I suppose it is obvious to everyone that writers who are tired make a lot more mistakes than well rested people. In this column, I have written some articles late at night. On the next morning, I found every paragraph totally unintelligible.
The Tennessean, on April 15, 2016, carried three articles that seem appropriate for inclusion herein.
Cory Batey is one of the defendants in what the press calls, the “Vanderbilt Rape Case.” There was so much media coverage that the judge brought in a jury from Chattanooga.
Batey was convicted in Nashville and the jury verdict was rendered at 11 p.m. When a case goes on so late, it may be a good issue to raise on appeal. Several convictions have been reversed and new trials awarded with regard to late night verdicts.

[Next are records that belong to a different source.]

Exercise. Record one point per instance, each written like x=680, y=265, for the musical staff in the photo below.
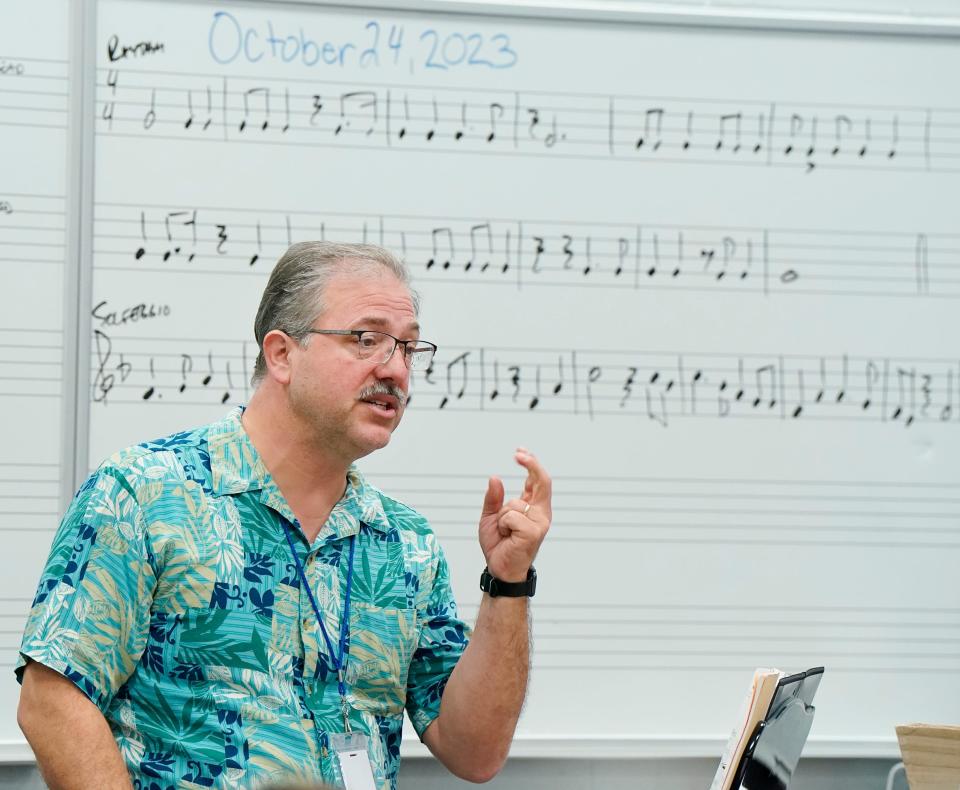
x=528, y=252
x=201, y=373
x=466, y=120
x=653, y=388
x=33, y=93
x=637, y=517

In an earlier trial of the same case, a new trial was granted by the trial judge because the jury foreman failed to respond when asked whether he had ever been a victim in a case involving sexual misconduct.
To be successful in a criminal defense appeal, the defendant must show that he or she objected to the trial court’s action of which he complains. Otherwise the issue is considered waived.
I tried a case in 1976 in Perry County in which the appellate court held that for a court to stay in session until late hours required “unusual and compelling circumstances,” which were not present in the case. My recollection is that the trial judge wanted to get the case over because he planned to attend a social event the next day.
Mine was an especially bad case, because the court finished trying the first issue at 1 a.m. Then a second issue extended the proceedings until 3 a.m. When such circumstances are present, neither the state nor the defendant can be at their best. Actually, the impairment of wit, so necessary during a trial, makes it impossible for either party to perform intelligently.
I objected to the late hours and assigned the court’s failure to accept my position as a prime issue on appeal. The case was reversed and a new trial awarded. Upon return to the court below, a “plea bargain” settled the case.
The bill passed by the General Assembly making the Holy Bible the State Book was vetoed by Governor Bill Haslam. That is a good thing, because the first judge who saw it on his bench would have declared it unconstitutional without any hesitation at all. Unfortunately, the governor’s action did not come in time to prevent giving the late night television shows the biggest laughs of the night. This is only one of several acts which brought ridicule on our state. Remember the “Road Kill Act?”
During his six years in office, Governor Haslam has vetoed four bills and the first three withstood an effort to override. It takes only a majority to override, but the veto gives a majority the chance to rethink the issue. The sponsors will try to override this time but I believe they will fail.
During the debate on the bill, sponsors contended that they wanted passage because the book was an important economic and history guide. The legislators bought it, but the state attorney general and governor would have none of it.
In 1918, in Lebanon, a young black man, pleading for his life, was lynched by hanging in the public square. Officers at the jail tried to protect the prisoner by pushing him out the back door, but they were overcome and pushed aside. The lynching was seen by about a thousand onlookers. Many bystanders, including a local preacher, tried to stop the lynching, but to no avail.
The story is told by Sam McFarland, a retired professor at Western Kentucky University. The short article was published in the Tennessee Voices section of the paper.
The Nashville Banner and the Mt. Juliet Weekly News opined that the lynching may have been caused, at least in part, by a recent act banning capital punishment. The Tennessean said that, in Lebanon the lynching “is generally deplored by a majority of the citizens.” Most wanted an investigation and prosecution of the lynchers.
Press reports said that the accused had shot and killed the police chief, and The Tennessean had reported that the chief was popular, both as a citizen and an officer.
There was practically no investigation and no one was ever identified or charged.
This column discusses legal issues of general interest and does not give legal advice on any reader’s personal situation. The law is not a one-size-fits-all hat. Consult a lawyer of your choice.